Saturday, April 2, 2016

Sakura Ground Zero




I’m lost.  There is a tree out my window.  The petals area already full-flashing white, extended.  But the green leaves that follow the petals have already made their way out into view, as well.  Normally I would triumph the green.  But there is a sadness here, when green begins to overwhelm the brilliant white of the blossom petals.  The white that yields to green.  This is the undeniable wind down of the sakura season.   I must have missed most of the grand show. 

Someone looking out the same view suggests that the tree I am seeing is a plum tree and not a cherry tree.  The cherry trees have yet to peak, you see.  Plum blossoms always come a few weeks earlier.

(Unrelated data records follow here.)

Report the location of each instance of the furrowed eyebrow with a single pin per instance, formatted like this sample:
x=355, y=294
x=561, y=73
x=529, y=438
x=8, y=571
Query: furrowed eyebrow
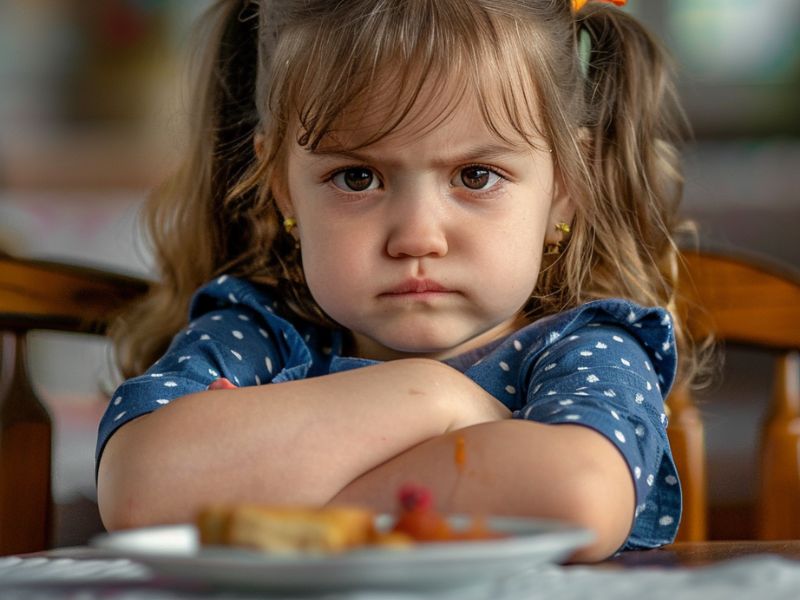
x=481, y=153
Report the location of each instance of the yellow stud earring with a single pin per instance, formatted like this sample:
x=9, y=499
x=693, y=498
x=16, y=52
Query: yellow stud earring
x=289, y=223
x=553, y=249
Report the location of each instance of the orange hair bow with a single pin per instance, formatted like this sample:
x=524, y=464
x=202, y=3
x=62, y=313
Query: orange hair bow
x=579, y=4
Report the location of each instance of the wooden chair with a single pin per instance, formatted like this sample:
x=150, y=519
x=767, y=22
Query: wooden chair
x=743, y=301
x=52, y=296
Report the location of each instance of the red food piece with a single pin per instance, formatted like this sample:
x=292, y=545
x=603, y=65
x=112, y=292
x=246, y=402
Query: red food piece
x=418, y=518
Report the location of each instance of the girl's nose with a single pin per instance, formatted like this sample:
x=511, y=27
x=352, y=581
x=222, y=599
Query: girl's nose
x=417, y=229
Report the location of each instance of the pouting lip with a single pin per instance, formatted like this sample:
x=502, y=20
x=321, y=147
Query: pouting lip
x=417, y=286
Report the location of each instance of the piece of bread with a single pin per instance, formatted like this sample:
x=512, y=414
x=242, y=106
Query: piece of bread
x=288, y=529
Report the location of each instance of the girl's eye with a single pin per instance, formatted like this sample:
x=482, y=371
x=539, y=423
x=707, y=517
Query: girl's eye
x=355, y=179
x=476, y=178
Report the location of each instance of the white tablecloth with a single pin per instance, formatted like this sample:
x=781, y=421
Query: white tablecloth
x=759, y=577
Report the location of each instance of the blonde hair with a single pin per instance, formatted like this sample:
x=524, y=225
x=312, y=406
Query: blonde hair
x=613, y=127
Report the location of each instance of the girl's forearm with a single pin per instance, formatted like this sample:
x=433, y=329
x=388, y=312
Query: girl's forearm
x=515, y=467
x=296, y=442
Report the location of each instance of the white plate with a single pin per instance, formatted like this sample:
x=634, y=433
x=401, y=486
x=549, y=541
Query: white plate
x=174, y=551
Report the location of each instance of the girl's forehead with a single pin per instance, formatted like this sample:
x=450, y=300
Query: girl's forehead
x=393, y=112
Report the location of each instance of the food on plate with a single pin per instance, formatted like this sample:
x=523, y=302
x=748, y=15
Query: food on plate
x=331, y=530
x=287, y=529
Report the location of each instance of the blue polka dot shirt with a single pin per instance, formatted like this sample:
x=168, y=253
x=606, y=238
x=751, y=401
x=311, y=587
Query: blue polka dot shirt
x=606, y=365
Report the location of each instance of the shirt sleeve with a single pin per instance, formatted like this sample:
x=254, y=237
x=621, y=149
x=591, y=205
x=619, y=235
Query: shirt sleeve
x=234, y=336
x=602, y=377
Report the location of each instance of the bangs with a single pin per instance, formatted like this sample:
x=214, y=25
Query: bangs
x=355, y=81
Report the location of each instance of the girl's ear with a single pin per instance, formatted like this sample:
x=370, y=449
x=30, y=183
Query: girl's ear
x=258, y=143
x=562, y=210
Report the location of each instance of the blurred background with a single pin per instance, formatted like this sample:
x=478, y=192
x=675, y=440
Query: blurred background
x=92, y=95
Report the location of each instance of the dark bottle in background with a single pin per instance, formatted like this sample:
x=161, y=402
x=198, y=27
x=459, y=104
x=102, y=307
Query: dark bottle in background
x=25, y=454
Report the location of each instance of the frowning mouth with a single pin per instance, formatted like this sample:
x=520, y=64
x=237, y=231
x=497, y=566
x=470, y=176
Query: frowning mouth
x=417, y=287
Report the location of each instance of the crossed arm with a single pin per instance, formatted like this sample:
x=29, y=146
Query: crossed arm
x=354, y=437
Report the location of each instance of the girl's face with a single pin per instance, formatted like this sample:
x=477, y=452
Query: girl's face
x=424, y=243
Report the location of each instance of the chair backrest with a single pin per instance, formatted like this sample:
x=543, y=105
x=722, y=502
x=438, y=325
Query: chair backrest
x=744, y=301
x=52, y=296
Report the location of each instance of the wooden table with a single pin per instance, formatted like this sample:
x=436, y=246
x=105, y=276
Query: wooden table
x=690, y=571
x=696, y=554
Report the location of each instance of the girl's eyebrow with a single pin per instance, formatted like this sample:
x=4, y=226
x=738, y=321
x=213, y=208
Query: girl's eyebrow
x=477, y=153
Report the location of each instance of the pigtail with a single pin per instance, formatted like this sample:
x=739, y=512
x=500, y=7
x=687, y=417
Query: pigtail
x=635, y=127
x=195, y=227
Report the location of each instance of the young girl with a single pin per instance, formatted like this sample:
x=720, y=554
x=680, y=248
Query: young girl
x=411, y=222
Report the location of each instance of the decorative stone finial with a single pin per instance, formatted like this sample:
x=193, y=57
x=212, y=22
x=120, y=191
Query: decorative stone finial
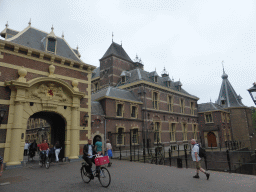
x=75, y=84
x=51, y=70
x=22, y=73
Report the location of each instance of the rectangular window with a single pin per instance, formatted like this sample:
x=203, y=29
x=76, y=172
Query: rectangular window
x=182, y=105
x=195, y=132
x=157, y=132
x=135, y=136
x=227, y=117
x=173, y=132
x=51, y=45
x=134, y=109
x=120, y=136
x=155, y=100
x=208, y=118
x=119, y=110
x=170, y=104
x=192, y=108
x=184, y=131
x=123, y=79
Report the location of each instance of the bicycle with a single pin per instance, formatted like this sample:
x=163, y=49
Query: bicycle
x=44, y=160
x=104, y=175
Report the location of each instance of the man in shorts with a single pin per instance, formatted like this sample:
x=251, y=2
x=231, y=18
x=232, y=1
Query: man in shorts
x=196, y=159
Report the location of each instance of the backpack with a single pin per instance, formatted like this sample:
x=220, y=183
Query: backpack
x=202, y=152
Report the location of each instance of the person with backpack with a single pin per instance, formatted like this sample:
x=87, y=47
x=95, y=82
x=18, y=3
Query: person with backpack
x=196, y=158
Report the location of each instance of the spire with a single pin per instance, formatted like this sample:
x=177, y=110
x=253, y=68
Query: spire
x=227, y=95
x=224, y=76
x=51, y=34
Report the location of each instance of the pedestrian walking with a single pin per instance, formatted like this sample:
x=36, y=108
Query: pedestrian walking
x=109, y=151
x=1, y=165
x=26, y=148
x=57, y=150
x=196, y=159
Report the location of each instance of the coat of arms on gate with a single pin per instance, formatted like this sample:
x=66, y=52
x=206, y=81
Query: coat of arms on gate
x=48, y=91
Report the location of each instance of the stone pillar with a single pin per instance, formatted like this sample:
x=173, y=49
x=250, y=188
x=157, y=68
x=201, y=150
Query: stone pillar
x=16, y=135
x=74, y=134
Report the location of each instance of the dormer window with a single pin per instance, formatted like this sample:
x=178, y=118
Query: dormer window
x=123, y=79
x=51, y=42
x=51, y=45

Oh.  That’s very different.  That means it is still very early.  This is an umei and the sakura is all pending.   Outside, in front of the hotel, I stand beneath a tree that is panting white radiance.  There is no green.  “You are here at just the right time.”

Later I went to sakura ground-zero.  I did not go to Naka Meguro to see the cherry blossoms.  Friends live there, right off the canal and we’d long since planned to meet.  Arriving I got spun around and walked off in just the wrong direction:  “Where’s the canal?”  One more block from here?  No.  This can’t be. Turn.  Phone.  Confirm.  OK.  You are moving in the wrong direction.



Cross the high street and now I am on the canal.  It is full of nighttime cherry blossom gazers.  The trees?  They are resplendent.  Surely this explosion of white for tree after tree is worthy of consideration.  I hear so much Chinese spoken as I dart along the canal, weaving in and out of people.  Ever more Chinese tourists of means, rather than simply migrant workers, can only auger well for Sino-Japanese relations.  Some are used to veering right, some are used to veering left and it is all a big mess trying to walk along through the crowds.  I’m late and I’m not moving with much of any rapidity.  People are on the side of the canal and selling wine and snacks.  I wish I wasn’t in a hurry.




Standing beneath a brilliant white tree, in the dark evening time I take an improbable picture.   And then another.   So does everyone else.